Свадьба Марджери откладывалась.

После падения Кале все ждали французского вторжения в Англию, и от Барта Ширинга потребовали собрать и вооружить сотню человек и разместить их в гавани Кума. Со свадьбой следовало повременить.

Для Неда Уилларда эта заминка означала возрождение надежд.

По всей стране города наподобие Кингсбриджа поспешно чинили стены, а графы укрепляли собственные замки. На обращенные к морю стены укреплений вытаскивали старинные пушки, а местной знати недвусмысленно разъяснили, что от нее ждут исполнения долга и защиты населения от кровожадных французов.

Молва винила в происходящем королеву Марию Тюдор.
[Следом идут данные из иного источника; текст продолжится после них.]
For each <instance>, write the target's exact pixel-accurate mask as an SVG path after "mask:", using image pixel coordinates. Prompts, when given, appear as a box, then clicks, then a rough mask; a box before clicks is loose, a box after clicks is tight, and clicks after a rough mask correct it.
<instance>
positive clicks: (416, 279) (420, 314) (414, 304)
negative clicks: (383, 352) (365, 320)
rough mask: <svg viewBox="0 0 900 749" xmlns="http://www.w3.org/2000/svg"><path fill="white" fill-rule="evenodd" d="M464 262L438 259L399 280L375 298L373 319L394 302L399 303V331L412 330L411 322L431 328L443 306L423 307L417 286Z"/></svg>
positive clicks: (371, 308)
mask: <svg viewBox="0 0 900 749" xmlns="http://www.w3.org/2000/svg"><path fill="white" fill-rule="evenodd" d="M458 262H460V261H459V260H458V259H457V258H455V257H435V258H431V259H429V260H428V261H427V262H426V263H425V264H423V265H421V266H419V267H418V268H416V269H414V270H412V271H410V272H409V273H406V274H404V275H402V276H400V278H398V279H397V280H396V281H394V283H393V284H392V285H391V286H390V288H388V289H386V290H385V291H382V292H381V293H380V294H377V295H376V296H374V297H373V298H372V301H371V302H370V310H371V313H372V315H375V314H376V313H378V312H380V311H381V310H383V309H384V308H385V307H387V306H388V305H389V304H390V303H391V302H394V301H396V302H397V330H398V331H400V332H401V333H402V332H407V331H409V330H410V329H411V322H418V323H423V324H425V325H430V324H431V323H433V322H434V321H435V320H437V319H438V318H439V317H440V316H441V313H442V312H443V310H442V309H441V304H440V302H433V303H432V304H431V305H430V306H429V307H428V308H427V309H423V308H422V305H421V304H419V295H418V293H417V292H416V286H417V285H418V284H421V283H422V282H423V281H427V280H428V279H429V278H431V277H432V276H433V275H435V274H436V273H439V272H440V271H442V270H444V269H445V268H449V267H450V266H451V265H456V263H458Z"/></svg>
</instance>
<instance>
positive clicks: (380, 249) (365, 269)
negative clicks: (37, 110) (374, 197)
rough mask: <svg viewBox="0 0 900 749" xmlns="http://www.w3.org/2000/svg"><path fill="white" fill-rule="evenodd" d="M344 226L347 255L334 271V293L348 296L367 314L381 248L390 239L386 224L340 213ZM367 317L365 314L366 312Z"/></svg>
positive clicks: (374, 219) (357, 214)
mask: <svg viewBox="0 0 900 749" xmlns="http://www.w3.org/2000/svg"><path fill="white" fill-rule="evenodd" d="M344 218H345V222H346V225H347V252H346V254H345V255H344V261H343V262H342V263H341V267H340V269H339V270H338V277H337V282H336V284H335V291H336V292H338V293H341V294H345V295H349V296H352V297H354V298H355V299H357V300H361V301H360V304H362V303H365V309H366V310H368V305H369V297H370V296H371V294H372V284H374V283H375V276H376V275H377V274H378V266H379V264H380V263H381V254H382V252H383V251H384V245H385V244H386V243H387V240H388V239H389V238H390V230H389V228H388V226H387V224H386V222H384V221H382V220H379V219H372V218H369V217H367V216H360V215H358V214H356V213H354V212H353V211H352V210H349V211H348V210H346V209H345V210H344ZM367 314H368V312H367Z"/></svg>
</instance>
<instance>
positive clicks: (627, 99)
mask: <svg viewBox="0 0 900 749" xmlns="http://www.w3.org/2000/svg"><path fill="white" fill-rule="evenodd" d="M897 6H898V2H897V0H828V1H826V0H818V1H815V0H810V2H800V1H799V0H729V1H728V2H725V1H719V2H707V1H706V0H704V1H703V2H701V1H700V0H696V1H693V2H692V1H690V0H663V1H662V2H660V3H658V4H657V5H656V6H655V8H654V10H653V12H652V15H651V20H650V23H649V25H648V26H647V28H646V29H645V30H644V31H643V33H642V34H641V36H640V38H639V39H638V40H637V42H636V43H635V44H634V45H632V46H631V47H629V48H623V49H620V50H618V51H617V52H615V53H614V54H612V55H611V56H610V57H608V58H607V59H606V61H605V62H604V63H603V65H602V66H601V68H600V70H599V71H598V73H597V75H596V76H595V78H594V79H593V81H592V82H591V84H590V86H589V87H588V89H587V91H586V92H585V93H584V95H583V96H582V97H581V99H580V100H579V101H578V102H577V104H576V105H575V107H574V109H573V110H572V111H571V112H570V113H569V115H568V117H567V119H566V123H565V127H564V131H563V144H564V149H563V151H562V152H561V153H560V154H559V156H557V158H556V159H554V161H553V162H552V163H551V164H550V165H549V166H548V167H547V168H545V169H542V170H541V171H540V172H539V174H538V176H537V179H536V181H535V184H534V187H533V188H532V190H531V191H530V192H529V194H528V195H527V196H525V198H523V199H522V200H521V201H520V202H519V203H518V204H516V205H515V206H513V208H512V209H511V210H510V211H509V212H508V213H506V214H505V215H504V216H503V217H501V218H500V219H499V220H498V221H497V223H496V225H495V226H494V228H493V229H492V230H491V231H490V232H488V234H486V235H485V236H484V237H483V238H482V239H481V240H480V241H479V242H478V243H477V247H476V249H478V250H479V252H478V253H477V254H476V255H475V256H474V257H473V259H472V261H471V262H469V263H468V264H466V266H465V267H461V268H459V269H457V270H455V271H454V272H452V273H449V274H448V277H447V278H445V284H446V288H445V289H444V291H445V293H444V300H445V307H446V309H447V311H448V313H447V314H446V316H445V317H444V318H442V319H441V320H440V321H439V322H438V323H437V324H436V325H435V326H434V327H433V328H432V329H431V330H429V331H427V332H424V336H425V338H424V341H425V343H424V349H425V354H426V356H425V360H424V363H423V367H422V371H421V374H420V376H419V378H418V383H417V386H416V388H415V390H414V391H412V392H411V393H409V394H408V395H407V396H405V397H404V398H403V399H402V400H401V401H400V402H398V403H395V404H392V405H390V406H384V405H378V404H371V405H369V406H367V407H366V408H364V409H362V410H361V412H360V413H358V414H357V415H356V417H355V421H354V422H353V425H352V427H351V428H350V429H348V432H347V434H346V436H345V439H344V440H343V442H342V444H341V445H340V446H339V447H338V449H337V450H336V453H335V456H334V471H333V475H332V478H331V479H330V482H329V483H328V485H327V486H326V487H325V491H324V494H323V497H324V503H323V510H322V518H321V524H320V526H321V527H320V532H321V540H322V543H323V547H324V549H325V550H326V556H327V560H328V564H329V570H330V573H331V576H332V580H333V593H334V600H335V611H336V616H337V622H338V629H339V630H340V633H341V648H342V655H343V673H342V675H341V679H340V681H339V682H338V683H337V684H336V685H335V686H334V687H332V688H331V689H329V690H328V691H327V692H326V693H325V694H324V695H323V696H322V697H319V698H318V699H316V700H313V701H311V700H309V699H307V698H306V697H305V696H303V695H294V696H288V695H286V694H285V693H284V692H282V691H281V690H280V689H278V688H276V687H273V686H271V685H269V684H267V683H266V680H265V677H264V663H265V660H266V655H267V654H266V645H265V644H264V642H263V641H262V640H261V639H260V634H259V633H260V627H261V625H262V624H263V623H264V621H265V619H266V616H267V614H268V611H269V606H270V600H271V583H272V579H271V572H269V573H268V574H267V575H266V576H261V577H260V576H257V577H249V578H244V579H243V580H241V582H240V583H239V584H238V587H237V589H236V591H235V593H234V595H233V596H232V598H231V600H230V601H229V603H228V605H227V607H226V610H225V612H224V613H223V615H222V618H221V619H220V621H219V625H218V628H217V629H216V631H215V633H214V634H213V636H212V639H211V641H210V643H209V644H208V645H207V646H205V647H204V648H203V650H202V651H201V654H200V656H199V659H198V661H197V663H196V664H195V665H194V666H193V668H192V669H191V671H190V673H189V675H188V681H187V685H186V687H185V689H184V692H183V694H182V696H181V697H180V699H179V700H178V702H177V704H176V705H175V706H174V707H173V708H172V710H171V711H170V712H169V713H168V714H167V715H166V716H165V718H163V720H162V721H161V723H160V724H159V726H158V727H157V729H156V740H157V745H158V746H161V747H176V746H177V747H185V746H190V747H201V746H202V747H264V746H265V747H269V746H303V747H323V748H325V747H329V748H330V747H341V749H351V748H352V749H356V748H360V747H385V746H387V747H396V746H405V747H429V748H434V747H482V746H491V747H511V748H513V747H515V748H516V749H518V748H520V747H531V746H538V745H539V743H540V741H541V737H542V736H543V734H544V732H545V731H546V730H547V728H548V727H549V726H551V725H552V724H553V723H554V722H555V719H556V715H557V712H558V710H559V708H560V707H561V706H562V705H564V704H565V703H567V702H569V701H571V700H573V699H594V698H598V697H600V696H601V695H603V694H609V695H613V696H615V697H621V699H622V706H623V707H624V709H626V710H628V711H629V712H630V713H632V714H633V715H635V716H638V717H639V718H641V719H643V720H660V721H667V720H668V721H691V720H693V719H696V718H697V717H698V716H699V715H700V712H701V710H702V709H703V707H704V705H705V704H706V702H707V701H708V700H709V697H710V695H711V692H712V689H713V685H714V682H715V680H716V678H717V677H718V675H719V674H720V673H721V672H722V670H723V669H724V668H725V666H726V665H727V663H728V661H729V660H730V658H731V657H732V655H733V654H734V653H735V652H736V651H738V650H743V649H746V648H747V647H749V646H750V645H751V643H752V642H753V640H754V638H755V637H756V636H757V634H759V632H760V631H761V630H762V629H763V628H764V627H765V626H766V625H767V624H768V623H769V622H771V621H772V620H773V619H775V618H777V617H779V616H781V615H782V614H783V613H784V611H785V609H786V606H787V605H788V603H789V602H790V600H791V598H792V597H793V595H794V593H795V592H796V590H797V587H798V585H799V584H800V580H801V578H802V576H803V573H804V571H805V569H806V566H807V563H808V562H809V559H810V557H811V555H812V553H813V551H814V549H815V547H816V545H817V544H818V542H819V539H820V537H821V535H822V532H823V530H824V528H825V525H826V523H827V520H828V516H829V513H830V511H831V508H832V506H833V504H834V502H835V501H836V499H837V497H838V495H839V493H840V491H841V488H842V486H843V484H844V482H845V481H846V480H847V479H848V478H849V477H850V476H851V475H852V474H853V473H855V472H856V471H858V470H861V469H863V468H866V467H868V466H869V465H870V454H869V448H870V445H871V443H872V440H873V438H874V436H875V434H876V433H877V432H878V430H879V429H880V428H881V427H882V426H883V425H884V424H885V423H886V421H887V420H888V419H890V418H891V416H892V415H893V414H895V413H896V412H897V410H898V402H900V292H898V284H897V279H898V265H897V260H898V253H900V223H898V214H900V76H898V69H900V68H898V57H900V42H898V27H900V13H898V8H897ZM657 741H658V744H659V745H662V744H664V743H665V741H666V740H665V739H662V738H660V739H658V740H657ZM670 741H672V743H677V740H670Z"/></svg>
Это все ее вина, говорили люди, потому что она вышла замуж за короля Испании. Если бы не дон Фелипе, Кале по-прежнему оставался бы английским, ибо Англии не пришлось бы воевать с Францией, и никому не понадобилось бы чинить стены и направлять пушки в сторону моря.

Нед тихо радовался. Пока Барт и Марджери не поженились, может случиться что угодно: скажем, Барт передумает, или его убьют в сражении, или он умрет от лихорадки, терзавшей страну…

Марджери – его женщина, это Нед знал наверняка. Конечно, на свете полным-полно пригожих девиц, но ни одна из них не сравнится с Марджери. Юноша, спроси его кто-нибудь, вряд ли ответил бы, почему он так в этом уверен. Он просто знал, что Марджери – это Марджери, такова истина, вечная и неизменная, как собор.

Ее помолвку он воспринимал как досадную помеху, вовсе не как крушение надежд.